We have investigated stochastic dynamics in complex chemical and biological networks by analyzing probabilities and times for single-molecule reactions. A complex system usually contains many competing pathways as substrate is converted to product. We have indeed considered two reversible (or irreversible) pathways of unequal lengths where transitions between the initial and final states occur through the longer path faster on average than via the shorter route. As expected, the total probability to reach the final state through the longer path will increase and become higher than the shorter path if faster transition rates are associated with this path. Besides, it takes less time for the realization of the process through the longer path with faster transitions on average. From these observations, it seems that the pathway with the fastest kinetics would always dominate the transformation process of product from substrate, irrespective of other properties of the system. However, it is found that, in contrast to expectations, the major contributors for the realization of final product formation are not always the pathways with fast kinetics. Indeed, we have shown in this work that there is always a time scale at early times when the shortest pathway will be the main realization of the chemical process. In addition, using realistic parameters we estimated time scales and probabilities of observing these phenomena. Our calculations indicate that ultrafast phenomena might be observed using modern experimental techniques.

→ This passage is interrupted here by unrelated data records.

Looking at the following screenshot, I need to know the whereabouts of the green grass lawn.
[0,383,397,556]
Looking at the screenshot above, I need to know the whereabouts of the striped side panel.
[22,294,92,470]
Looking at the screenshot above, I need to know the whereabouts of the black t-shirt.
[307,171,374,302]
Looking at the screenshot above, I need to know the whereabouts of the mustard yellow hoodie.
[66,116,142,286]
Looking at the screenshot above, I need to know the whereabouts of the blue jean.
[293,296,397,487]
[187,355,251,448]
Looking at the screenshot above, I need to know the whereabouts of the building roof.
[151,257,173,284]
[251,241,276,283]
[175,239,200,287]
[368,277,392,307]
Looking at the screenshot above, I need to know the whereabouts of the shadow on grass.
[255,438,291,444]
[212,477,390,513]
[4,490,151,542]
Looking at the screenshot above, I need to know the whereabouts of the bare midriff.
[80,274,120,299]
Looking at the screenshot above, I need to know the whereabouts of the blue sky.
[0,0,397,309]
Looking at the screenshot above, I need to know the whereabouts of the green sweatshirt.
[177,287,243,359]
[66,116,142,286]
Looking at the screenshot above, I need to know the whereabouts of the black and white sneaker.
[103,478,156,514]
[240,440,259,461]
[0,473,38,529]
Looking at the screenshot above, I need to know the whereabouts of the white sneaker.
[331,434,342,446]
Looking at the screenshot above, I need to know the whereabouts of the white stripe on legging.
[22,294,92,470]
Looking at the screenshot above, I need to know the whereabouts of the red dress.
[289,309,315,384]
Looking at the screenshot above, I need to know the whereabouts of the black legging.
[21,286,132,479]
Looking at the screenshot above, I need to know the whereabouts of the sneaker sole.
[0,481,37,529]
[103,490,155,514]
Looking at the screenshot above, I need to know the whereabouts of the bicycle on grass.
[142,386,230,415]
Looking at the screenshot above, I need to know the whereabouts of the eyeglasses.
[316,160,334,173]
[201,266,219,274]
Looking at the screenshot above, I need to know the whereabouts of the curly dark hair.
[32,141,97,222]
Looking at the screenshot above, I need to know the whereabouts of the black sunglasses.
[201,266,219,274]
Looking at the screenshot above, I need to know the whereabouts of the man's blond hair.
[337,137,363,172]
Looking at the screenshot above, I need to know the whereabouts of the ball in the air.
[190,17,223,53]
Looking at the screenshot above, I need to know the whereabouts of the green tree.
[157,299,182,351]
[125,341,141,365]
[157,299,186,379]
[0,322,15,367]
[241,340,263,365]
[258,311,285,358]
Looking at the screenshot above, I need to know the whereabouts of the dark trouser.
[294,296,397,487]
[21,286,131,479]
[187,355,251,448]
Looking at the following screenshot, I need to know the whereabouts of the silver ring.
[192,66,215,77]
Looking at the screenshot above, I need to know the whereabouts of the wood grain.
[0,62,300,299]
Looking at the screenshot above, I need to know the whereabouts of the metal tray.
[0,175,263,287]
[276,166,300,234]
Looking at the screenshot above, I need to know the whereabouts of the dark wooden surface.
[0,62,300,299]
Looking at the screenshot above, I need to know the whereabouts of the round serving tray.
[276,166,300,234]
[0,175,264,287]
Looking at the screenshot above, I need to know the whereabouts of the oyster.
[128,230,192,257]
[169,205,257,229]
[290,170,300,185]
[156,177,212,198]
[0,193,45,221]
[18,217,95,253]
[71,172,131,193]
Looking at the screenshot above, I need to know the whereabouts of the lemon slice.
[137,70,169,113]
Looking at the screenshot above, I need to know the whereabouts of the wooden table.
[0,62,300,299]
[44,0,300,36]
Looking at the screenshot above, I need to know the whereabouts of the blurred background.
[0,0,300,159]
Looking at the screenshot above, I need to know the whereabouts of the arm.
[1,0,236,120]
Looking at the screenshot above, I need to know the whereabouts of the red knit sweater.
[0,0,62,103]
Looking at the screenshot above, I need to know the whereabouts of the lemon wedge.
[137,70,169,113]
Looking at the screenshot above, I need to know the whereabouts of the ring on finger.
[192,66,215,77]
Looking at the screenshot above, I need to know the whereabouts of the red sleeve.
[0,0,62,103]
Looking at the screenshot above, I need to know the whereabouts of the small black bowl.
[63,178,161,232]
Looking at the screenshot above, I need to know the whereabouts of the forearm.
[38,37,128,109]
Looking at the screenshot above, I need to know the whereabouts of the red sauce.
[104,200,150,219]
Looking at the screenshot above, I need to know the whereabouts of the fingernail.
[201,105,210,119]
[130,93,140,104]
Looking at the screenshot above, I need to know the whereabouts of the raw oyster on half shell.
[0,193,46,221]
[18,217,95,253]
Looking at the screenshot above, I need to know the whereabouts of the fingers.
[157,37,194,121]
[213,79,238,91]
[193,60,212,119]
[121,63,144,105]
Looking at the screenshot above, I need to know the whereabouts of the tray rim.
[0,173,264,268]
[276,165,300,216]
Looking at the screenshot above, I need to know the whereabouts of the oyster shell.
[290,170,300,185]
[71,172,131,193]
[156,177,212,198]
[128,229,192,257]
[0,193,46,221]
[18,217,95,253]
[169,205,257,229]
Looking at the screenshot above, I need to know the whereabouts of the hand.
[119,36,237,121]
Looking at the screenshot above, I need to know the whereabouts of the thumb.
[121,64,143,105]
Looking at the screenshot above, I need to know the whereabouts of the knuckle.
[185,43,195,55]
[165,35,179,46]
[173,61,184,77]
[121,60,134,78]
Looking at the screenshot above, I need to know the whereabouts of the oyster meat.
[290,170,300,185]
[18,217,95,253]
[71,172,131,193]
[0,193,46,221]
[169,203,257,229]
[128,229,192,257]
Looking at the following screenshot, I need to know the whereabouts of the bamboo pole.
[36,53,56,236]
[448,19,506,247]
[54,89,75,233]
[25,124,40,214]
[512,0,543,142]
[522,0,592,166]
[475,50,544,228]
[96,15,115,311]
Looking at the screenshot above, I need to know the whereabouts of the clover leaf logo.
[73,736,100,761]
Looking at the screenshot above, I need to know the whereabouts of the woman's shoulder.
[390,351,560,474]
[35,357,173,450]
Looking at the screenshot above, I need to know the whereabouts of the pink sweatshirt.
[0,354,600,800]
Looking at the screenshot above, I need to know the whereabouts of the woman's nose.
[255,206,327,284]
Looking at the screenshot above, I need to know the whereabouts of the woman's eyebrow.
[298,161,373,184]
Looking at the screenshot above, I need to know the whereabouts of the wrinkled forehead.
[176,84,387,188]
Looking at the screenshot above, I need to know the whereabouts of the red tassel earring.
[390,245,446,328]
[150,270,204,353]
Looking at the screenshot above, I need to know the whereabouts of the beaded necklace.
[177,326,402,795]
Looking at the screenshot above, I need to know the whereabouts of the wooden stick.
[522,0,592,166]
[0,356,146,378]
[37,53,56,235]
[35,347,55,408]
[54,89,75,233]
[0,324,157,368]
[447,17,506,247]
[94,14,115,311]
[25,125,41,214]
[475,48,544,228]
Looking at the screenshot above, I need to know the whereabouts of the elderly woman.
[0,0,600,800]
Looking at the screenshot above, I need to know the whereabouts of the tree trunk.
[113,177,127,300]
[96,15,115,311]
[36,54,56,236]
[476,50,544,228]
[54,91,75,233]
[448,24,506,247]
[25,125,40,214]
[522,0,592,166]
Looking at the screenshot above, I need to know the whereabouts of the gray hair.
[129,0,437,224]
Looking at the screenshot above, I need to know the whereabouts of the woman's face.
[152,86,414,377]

With the vigorous growth of single molecule techniques, it is now possible to observe ultrafast reactions in many chemical, physical, and biological systems, and new phenomena and mechanisms are anticipated to be discovered. Through theoretical analysis of the network systems, we observe that the probability to reach the final state is a decreasing function of time for the shortest pathway at early times. And the majority of the ultrafast realizations, i.e., realizations that reach the final state j in a time less than a certain value ts, is surprisingly found to come from the shortest pathway. This property of ultrafast reactions is only determined by the structure of the network but not the kinetics of the system. One can provide the following simple explanation of this phenomenon. The early time behavior of the first-passage density along a path that connects the initial state i and the final state j is described by a power law distribution tα with the exponent α given by the number of states along the pathway.[21,22] Therefore, it is easy to observe that a shorter path with fewer states gives larger values for the probability density to reach the final state at early times.

Our conclusions do not depend on the number of routes nor the topology of networks, and similar expressions as 12 and 13 can be obtained simply by employing the expansion technique developed for the general network systems.[22] Therefore, it suggests that this counterintuitive observation is a universal phenomenon and might indicate a fundamental mechanism governing many chemical and biological systems. Recent studies show that many ultrafast reactions cannot be understood simply from the kinetic properties of the system. Our findings might assist in understanding these complex phenomena. Our study can also provide a simple way to distinguish the contributions from the various reaction pathways. It should lead to a better understanding of mechanisms in complex stochastic systems. We believe that it will be possible to verify our predictions experimentally by following the single-molecule turnover in in vitro experiments where two different reaction routes can be distinguished. The two competing pathways should contain a long route that is very fast with smaller mean turnover times and a shorter route that is slow on average. This could be realized by considering a single-molecule reaction where the transition rates could be increased by the catalysis of a specific enzyme. Then the shorter path for the realization of single-molecule turnover without enzymes would have a slower kinetics compared with the longer one with enzymatic reactions.